Add Audio Transcription Capability?

Question

Add Audio Transcription Capability?

doxgt opened this issue 4 months ago · 1 comments

Greetings.

I have been able to use the OpenAI Python library to send audio recordings to OpenAI for transcription (https://platform.openai.com/docs/guides/speech-to-text/quickstart).

However, I am wondering about WinHTTP based interactions with OpenAI as you demonstrated in your utility. And I'd always prefer AHK to tinkering with Python.

I am wondering if you happen to have any plan to add a module for uploading audio file for transcription.

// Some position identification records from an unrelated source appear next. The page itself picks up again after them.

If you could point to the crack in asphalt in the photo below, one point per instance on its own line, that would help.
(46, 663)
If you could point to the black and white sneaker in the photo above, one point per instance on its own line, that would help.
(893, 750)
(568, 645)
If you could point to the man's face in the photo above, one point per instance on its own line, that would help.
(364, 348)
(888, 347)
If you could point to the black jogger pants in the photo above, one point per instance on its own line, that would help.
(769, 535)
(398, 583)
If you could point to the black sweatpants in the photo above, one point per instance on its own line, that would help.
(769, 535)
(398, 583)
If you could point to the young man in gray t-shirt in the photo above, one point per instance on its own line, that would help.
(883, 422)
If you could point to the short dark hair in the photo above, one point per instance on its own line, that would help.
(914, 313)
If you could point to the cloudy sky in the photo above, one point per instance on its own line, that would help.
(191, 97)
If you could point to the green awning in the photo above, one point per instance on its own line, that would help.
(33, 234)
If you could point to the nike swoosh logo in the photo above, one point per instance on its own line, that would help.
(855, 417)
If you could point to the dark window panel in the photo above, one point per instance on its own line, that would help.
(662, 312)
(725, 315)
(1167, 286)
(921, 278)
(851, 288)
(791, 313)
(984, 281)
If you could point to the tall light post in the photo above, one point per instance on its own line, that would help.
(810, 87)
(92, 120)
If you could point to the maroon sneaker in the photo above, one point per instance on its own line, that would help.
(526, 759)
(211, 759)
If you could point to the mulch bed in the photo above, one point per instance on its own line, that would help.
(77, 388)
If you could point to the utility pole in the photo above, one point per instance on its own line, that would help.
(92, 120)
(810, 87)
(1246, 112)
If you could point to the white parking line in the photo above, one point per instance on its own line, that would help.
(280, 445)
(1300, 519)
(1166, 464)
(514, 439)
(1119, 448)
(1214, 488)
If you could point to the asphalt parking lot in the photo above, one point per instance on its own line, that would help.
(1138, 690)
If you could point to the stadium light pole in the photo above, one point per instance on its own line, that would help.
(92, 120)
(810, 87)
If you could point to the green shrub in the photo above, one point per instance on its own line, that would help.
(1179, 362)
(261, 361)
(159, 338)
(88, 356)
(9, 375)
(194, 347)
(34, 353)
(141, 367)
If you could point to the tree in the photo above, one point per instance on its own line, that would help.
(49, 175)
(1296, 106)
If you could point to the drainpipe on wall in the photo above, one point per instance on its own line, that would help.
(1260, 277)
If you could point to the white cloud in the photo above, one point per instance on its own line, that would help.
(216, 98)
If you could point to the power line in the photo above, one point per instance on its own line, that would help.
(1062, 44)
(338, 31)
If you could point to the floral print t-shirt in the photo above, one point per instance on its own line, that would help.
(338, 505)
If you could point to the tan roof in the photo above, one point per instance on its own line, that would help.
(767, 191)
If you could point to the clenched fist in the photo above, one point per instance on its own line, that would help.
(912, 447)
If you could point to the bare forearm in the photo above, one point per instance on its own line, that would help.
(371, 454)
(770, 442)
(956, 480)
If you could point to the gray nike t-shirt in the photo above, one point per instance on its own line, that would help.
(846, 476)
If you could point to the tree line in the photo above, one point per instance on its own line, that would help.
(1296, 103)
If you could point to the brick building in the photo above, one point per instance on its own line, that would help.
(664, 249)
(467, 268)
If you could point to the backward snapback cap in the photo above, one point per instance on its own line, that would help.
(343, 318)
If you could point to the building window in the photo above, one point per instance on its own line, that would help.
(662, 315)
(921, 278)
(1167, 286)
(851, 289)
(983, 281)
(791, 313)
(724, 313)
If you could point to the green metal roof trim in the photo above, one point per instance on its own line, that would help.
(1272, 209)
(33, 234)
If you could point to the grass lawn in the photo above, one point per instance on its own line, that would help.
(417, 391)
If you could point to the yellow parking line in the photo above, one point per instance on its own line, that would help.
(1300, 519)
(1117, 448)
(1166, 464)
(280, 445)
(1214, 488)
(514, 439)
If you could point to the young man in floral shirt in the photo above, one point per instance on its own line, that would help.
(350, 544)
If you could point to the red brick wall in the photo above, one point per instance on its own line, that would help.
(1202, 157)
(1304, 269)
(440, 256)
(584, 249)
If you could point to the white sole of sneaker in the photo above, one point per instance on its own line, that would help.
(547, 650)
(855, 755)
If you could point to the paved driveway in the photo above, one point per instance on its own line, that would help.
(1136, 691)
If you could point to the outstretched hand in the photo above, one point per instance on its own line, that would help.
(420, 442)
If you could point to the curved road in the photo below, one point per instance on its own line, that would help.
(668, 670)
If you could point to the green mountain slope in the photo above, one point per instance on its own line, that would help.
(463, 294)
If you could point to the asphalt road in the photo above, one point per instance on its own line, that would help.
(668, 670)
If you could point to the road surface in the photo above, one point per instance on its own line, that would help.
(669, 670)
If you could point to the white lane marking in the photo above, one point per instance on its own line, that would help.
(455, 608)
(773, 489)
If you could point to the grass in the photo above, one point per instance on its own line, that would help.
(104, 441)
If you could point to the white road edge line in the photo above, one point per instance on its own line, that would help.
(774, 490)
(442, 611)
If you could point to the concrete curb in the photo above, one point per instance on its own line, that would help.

If not, could you point me to the way on how to interface with the API in terms of uploading audio files? I kind of figured that I would be doing something along the line of ComObject("WinHttp.WinHttpRequest.5.1").SetRequestHeader("Content-Type", "multipart/form-data").

Instead of "https://api.openai.com/v1/chat/completions", the speech API URL is at "https://api.openai.com/v1/audio/transcriptions; and the API Model would be "whisper-1".

Then I am not sure where to go from there.

Many thanks in advance!

Answer 1 · 2024-05-19T17:57:01.000Z

I figured out how to use cURL to send audio files. No further actions needed here. Thanks for taking a look if you did.